Treasury’s Notice of Finding explains the reasons for its determination, as if those reasons aren’t already obvious.

North Korea is proposed for action under Section 311 because (1) North Korea uses state-controlled financial institutions and front companies to conduct international financial transactions that support the proliferation and development of WMD and ballistic missiles; (2) North Korea is subject to little or no bank supervision anti-money laundering or combating the financing of terrorism (“AML/CFT”) controls; (3) North Korea has no diplomatic relationship, and thus no mutual legal assistance treaty, with the United States and does not cooperate with U.S. law enforcement and regulatory officials in obtaining information about transactions originating in or routed through or to North Korea; and (4) North Korea relies on the illicit and corrupt activity of high-level officials to support its government. [Treasury Dep’t, Notice of Finding]

It does have some interesting facts, however, relating to Korea Kwangsong Banking Corporation and Daedong Credit Bank, which recently came up as part of the Panama Papers story:

In spite of its designation, KKBC has continued to evade sanctions and process financial transactions that support the proliferation of WMD and ballistic missiles by using front companies to clear U.S. dollar transactions through U.S. correspondent accounts. In 2013, senior North Korean leadership utilized a KKBC front company to open accounts at a major Chinese bank under the names of Chinese citizens, and deposited millions of U.S. dollars into the accounts. The same KKBC front company processed transactions through U.S. correspondent accounts as recently as 2013.

[….]

DCB also directed a front company, DCB Finance Limited, to carry out international financial transactions as a means to avoid scrutiny by financial institutions. DCB Finance Limited has conducted transactions through correspondent accounts at U.S. banks.

Although I could easily have written a much longer justification, it isn’t always wise to put all of your information out there if it could involve sensitive financial intelligence.

I should have clarified in my post that Treasury’s invocation of the Fifth Special Measure isn’t final until after it has considered and public comments on the proposed rule. I’ll check back and read the comments, which will be public, and if I have time, I’ll link or post the more interesting ones. After Treasury considers the comments, it will publish a Final Rule, which will include responses to the comments.

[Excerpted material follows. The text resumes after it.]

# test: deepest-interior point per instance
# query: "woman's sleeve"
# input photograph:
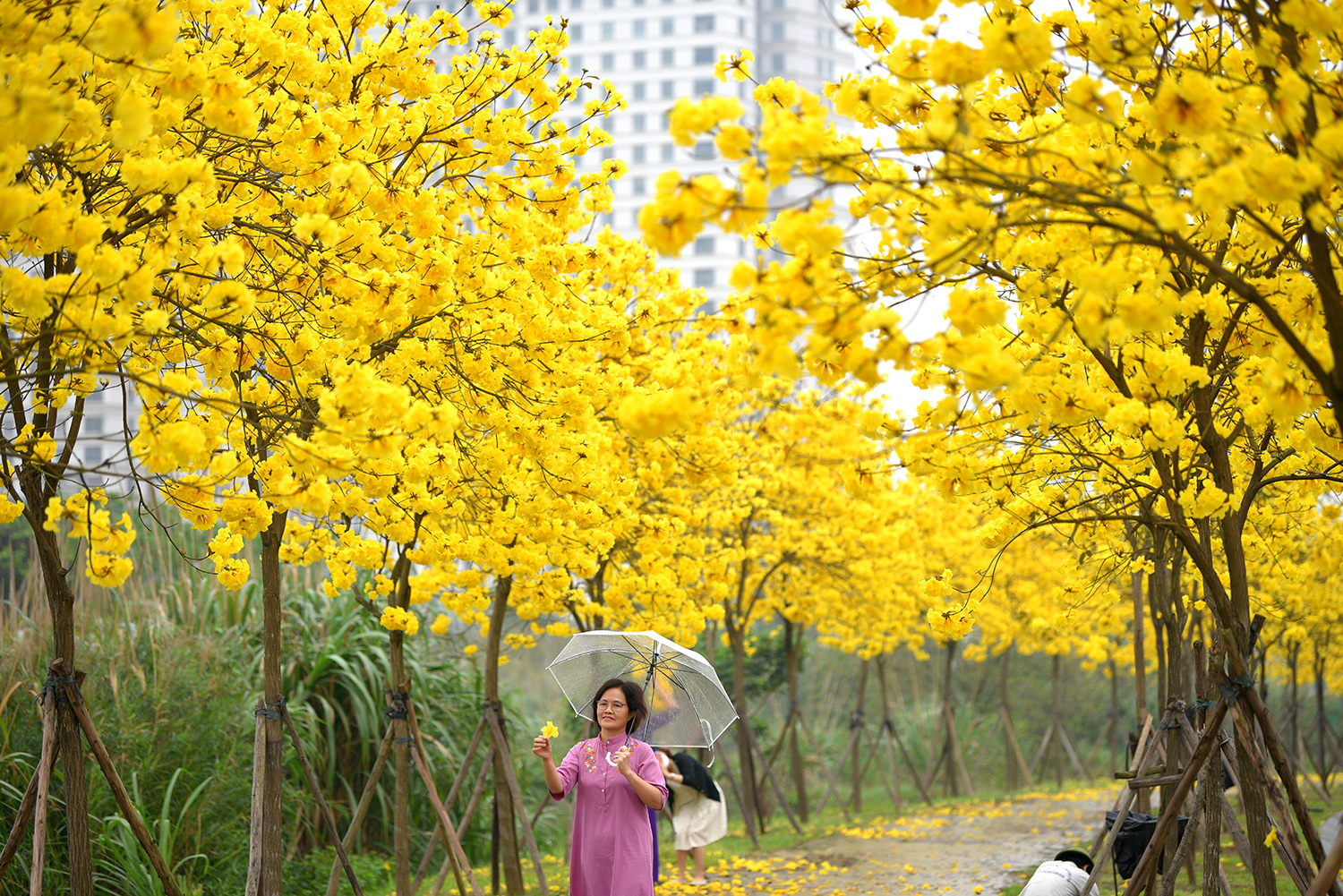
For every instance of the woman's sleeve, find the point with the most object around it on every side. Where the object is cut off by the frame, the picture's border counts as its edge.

Finally, here’s a link to the European Union’s new North Korea sanctions regulation, its press release summarizing it, and a Wall Street Journal report about it. The EU’s move deserves a long post by itself, but frankly, there has been so much North Korea news recently that I just haven’t had time to write about all of it. If I’m certain about anything, it’s that the next year is going to be a very eventful one for North Korea watchers.